There are major concerns about the new law’s criminalization of journalistic activities. Article 3 makes it illegal for journalists to be compelled by threat or force – for example, by political or armed actors – to publish “information which conflicts with the interests of the country, security, the economy, politics and society.” The new law does not protect the confidentiality of sources and makes it possible for journalists to be held responsible for the consequences of disclosing confidential information. It allows journalists to be fined for violations without limiting the size of the fines. And it says that verdicts and sentences can be appealed before unspecified “competent jurisdictions,” opening the way to prison sentences.
“The amended media law contains some encouraging articles but they are undermined by the criminalization of journalistic acts, which continues to the part of the law despite our recommendations, and it does not decree a moratorium on arrests of journalists,” RSF editor-in-chief Pauline Adès-Mével said.“Somalia is still, and will continue to be, one of the continent’s most repressive countries as regards arrests of journalists. We call on the federal authorities to go further with media law reform in order to enable Somali journalists to work freely and without constraints, otherwise the government's promises of efforts in favour of press freedom and democratic values will remain unfulfilled.”

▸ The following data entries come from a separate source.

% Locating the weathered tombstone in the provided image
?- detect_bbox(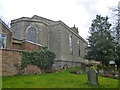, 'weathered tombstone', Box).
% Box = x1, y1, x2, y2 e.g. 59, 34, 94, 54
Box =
87, 67, 99, 85
118, 68, 120, 80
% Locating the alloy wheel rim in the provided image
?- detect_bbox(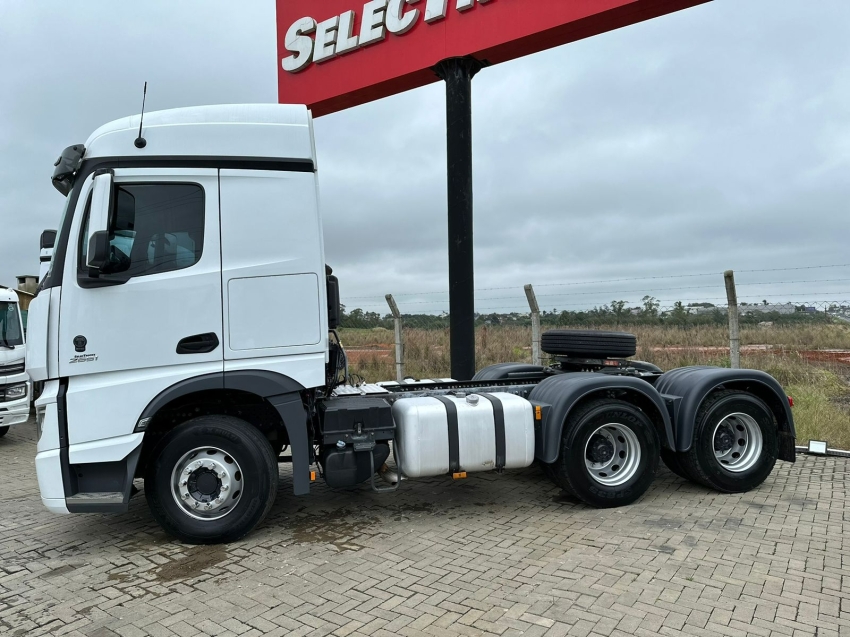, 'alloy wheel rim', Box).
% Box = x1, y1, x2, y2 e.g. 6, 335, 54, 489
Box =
584, 423, 641, 487
171, 447, 244, 520
712, 412, 764, 473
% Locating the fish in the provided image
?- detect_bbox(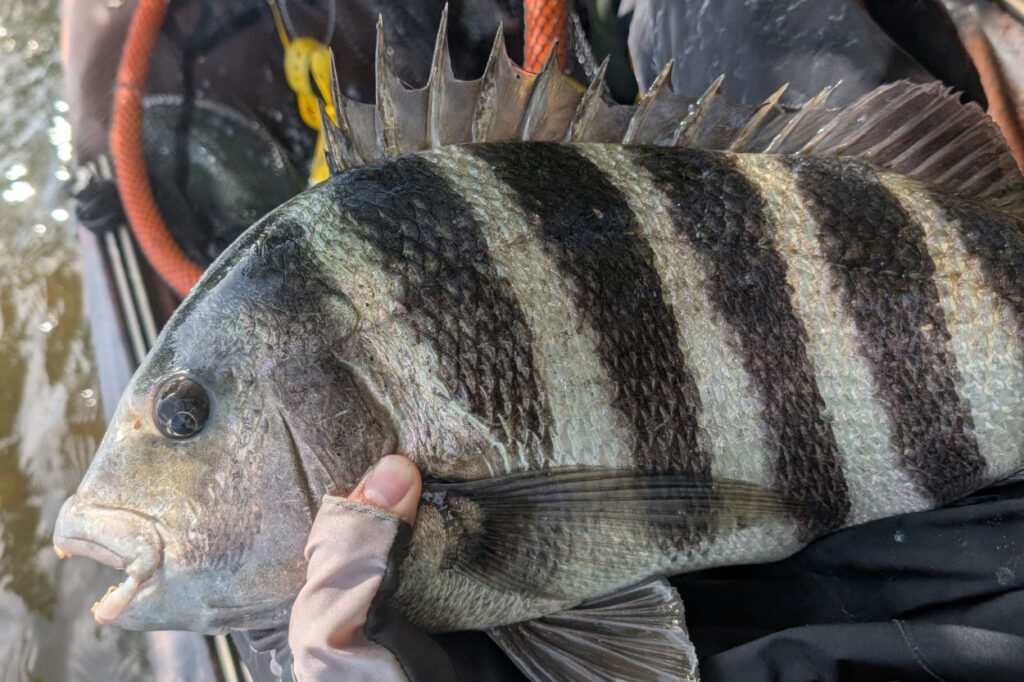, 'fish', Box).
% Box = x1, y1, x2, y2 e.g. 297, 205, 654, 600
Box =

During a meeting in Paris in November 2019 with Somali Prime Minister Hassan Ali Khayre, RSF urged the rapid adoption of a national mechanism to protect and secure journalists. Somalia continues to be Africa’s deadliest country for journalists, with more than 50 killed in the past ten years. Efforts have nonetheless been made to combat impunity in recent years. A police officer who shot a journalist dead at a checkpoint was convicted in absentia and given a prison sentence. Two soldiers were discharged from the army for mistreating reporters. And, in response to a request from the NUSOJ, a court ordered the attorney-general’s office to investigate the more than 50 murders of journalist that remain unpunished.
Somalia is ranked 163rd out of 180 countries in RSF's 2020 World Press Freedom Index.